Any doctor affiliated with Mercy Hospital cannot be involved because of its Catholic Ethical and Religious Directives:

“Centura Health has a long tradition of believing in the sanctity of life, extending compassionate care and relieving suffering. These fundamental values are reflected in the depth and breadth of support and comfort services we offer, including palliative care, hospice care, spiritual care services and mental health services, so patients and their families may live with dignity until the patient’s time of death. Centura Health facilities and providers do not provide medical aid in dying medication or related services.”

There was an elephant in the room at that Saturday forum, though. One of the questions was “I have early-onset Alzheimer’s disease – what can you do for me?” Everyone took notice, the room silenced and we were all relieved that someone asked this very important and relevant question.

None of the diseases with indefinite (if we can be definite) death dates qualify for the MAID law. One must have a specific medical diagnosis of six months or less to live. Alzheimer’s, ALS and Parkinson’s do not qualify. This is the sad state of our medical world, that a gentle, planned and sacred death is not on the table for these people. They must possibly suffer intolerable pain and discomfort in their end years. There are other options, and I refer people to the Final Exit Network website for more information.

But we are making some progress in the MAID direction as a country.
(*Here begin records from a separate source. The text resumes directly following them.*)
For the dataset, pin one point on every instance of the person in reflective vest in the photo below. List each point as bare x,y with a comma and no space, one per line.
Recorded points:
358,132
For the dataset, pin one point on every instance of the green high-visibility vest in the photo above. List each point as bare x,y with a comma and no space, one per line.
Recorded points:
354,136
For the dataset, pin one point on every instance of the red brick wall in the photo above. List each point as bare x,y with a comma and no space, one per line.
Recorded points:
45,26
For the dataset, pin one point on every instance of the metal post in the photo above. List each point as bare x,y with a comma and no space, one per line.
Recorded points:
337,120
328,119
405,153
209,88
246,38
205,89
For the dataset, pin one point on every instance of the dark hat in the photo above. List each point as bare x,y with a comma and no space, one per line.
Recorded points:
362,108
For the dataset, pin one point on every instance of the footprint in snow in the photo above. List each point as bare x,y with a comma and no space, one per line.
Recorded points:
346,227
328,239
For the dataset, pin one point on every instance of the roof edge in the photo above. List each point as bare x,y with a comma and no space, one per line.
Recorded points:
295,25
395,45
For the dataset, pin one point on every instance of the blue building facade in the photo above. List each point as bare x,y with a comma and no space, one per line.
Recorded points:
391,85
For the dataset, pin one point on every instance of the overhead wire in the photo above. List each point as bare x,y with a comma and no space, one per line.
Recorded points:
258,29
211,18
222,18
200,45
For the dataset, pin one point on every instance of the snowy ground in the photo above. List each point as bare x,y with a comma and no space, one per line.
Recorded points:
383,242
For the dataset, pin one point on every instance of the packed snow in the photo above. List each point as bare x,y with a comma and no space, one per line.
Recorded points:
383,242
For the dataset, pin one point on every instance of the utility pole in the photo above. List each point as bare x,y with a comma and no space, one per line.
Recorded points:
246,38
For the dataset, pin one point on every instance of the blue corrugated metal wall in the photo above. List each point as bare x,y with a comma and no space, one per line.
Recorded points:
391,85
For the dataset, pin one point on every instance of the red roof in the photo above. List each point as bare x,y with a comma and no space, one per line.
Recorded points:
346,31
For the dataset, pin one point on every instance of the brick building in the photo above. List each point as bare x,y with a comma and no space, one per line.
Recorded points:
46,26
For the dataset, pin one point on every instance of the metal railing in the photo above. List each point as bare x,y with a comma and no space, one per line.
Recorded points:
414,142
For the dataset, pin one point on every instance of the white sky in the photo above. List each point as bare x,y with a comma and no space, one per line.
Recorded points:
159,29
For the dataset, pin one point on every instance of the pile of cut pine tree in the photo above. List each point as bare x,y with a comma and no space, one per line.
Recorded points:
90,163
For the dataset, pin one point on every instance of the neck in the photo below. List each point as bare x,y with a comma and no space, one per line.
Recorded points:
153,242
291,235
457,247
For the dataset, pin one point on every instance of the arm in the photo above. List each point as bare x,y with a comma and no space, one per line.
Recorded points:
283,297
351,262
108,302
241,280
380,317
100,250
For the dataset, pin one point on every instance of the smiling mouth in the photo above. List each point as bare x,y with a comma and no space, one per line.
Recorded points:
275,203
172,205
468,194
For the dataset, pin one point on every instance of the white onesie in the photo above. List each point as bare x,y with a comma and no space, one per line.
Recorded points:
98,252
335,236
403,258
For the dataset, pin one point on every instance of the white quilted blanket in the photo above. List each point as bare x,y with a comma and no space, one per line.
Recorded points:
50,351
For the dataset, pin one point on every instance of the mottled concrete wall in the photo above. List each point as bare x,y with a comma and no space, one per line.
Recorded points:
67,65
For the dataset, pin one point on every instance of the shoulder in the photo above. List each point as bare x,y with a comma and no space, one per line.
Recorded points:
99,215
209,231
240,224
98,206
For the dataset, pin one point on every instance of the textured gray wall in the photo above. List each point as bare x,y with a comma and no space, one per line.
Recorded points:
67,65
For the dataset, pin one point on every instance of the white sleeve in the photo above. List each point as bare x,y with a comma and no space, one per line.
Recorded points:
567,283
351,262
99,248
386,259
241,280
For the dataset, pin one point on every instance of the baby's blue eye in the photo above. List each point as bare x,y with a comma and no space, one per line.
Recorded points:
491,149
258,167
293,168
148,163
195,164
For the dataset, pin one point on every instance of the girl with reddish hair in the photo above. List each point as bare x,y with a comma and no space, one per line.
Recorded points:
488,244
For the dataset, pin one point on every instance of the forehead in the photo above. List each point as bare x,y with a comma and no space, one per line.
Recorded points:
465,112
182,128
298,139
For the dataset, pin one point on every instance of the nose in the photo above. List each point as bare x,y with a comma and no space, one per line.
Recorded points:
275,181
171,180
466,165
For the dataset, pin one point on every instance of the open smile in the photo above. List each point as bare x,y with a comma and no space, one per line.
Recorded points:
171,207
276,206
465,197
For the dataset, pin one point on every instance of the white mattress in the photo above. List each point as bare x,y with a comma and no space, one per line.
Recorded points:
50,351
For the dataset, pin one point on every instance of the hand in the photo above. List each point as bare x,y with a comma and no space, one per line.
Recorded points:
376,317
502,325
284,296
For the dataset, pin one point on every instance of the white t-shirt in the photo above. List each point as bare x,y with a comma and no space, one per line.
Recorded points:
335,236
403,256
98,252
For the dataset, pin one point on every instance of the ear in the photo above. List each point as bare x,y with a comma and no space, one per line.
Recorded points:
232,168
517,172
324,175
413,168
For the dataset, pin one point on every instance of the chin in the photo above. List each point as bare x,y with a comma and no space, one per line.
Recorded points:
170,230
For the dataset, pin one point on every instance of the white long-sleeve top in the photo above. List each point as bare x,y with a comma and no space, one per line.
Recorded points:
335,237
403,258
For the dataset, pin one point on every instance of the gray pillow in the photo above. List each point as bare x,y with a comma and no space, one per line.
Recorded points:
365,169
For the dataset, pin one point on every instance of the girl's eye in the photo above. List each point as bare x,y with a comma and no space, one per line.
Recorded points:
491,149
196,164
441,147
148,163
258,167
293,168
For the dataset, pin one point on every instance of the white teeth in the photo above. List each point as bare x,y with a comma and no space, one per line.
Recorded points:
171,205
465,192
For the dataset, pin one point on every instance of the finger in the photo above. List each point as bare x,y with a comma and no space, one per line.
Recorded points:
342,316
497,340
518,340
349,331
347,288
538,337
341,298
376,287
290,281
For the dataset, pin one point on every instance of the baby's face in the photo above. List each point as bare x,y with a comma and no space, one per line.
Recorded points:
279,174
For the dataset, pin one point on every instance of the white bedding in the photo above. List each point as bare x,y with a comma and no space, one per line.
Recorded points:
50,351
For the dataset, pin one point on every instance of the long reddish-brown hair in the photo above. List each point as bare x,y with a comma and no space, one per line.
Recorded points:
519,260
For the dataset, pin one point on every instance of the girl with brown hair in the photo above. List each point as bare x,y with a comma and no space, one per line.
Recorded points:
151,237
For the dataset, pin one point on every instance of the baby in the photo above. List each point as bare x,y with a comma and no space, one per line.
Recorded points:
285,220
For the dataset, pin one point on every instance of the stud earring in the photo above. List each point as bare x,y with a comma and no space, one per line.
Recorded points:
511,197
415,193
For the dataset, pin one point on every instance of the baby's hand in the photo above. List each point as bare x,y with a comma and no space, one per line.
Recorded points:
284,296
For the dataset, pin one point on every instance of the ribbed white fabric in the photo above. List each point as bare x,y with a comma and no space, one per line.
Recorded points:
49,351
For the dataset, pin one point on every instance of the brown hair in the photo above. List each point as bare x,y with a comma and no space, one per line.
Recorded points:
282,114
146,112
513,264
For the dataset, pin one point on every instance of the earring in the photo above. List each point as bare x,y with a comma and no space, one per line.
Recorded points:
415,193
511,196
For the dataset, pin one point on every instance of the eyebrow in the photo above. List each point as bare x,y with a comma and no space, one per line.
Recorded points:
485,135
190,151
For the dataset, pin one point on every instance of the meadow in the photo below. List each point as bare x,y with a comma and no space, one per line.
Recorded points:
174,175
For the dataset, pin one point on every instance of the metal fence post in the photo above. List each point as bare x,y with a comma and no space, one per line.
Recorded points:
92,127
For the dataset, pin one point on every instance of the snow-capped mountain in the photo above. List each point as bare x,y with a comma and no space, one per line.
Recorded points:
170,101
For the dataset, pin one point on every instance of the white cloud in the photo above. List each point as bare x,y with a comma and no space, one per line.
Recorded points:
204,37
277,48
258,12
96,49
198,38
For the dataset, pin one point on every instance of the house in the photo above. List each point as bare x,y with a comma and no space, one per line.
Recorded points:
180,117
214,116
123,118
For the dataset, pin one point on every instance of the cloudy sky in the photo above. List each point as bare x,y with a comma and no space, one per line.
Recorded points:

Colorado is trying to eliminate the 15 day wait period between the two doctors’ certifications. And, both Vermont and Oregon have eliminated their state residency requirements for MAID. People may come from other states to go through this procedure.

May we all experience the basic human right to choose to end our lives when we judge our quality of life unacceptable, or suffer insurmountable pain and agony. And, to have the integrity of a peaceful and dignified death.